Steinmeier: We need European solidarity

13.09.2015 - Article

Foreign Minister Steinmeier met his counterparts from the Visegrad Group and Luxembourg on Friday to discuss the European refugee crisis.

Foreign Minister Frank-Walter Steinmeier met his counterparts from the Visegrad Group and Luxembourg in Prague on Friday (11 September) to discuss the European refugee crisis. The Foreign Ministers of the Visegrad states ‑ the Czech Republic, Slovakia, Hungary and Poland ‑ meet regularly to liaise on European and other international issues.

The Foreign Ministers’ consultations in Prague
The Foreign Ministers’ consultations in Prague© Hartmann / photothek

Momentous numbers of refugees

After the talks with his five fellow Foreign Ministers, Steinmeier said at a joint press conference that he expected another “40,000 refugees from our neighbours to the south and south-east” to travel to Germany.

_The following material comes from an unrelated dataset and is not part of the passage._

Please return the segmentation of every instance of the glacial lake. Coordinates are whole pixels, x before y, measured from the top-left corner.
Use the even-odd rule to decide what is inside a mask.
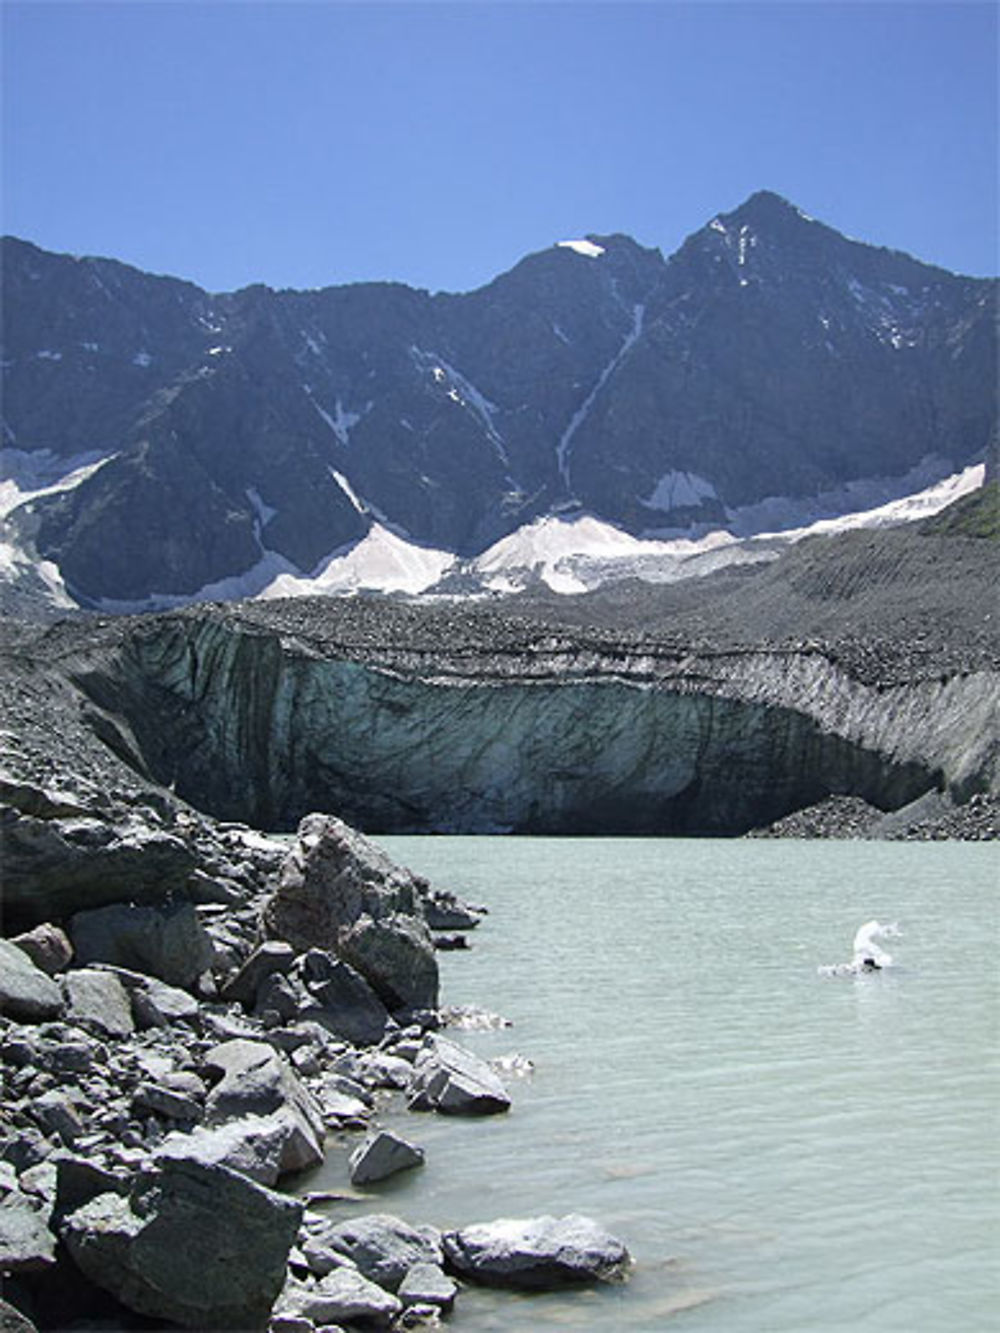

He described these numbers as “momentous”. Notwithstanding the willingness of people in Germany to help, he went on, “our capacities are running out too”.

European solidarity essential

Steinmeier emphasised that no country could cope alone with the challenges currently posed by the refugee situation. “We need European solidarity,” he said, adding that this was “probably the greatest challenge” that the European Union had ever faced. Part of what was needed, Steinmeier went on, was a fair distribution system for those refugees still on their way to Europe.

While the host, Czech Foreign Minister Lubomír Zaorálek, insisted that each individual country had to retain the right to decide how many refugees to take in, Luxembourg’s Foreign Minister Jean Asselborn warned against splitting Europe over the refugee issue. Referring to Germany and Sweden, Asselborn said, “It is not acceptable for two countries to have to bear the whole burden.” He continued, “If these people knock on our door, we have to open up.”

Elements of a European approach

Joint press conference in Prague
Joint press conference in Prague© Hartmann / photothek

Steinmeier pointed out that playing the blame game, pointing the finger at other EU member states, was not a solution. “On the contrary,” he said, “We will only be able to deal with this challenge by agreeing on joint European solutions.” Some initial “joint elements” which could serve as part of such a European solution were already in place, Steinmeier went on.

He reported as an example that the attending Foreign Ministers had agreed on the need for “much more efficient return policy at the joint European level”. As he explained, however, this would require the European Union to conclude readmission agreements with the refugees’ countries of origin and countries they travelled through. There was also consensus on the matter of “better” management of Europe’s external borders and on the need for a “common understanding” of “safe country of origin” designations in Europe. The same agreement reigned, Steinmeier reported, on the question of combating the factors causing people to flee their homes. According to him, this would mean being willing to spend “European money” to help “create more educational opportunities and jobs”.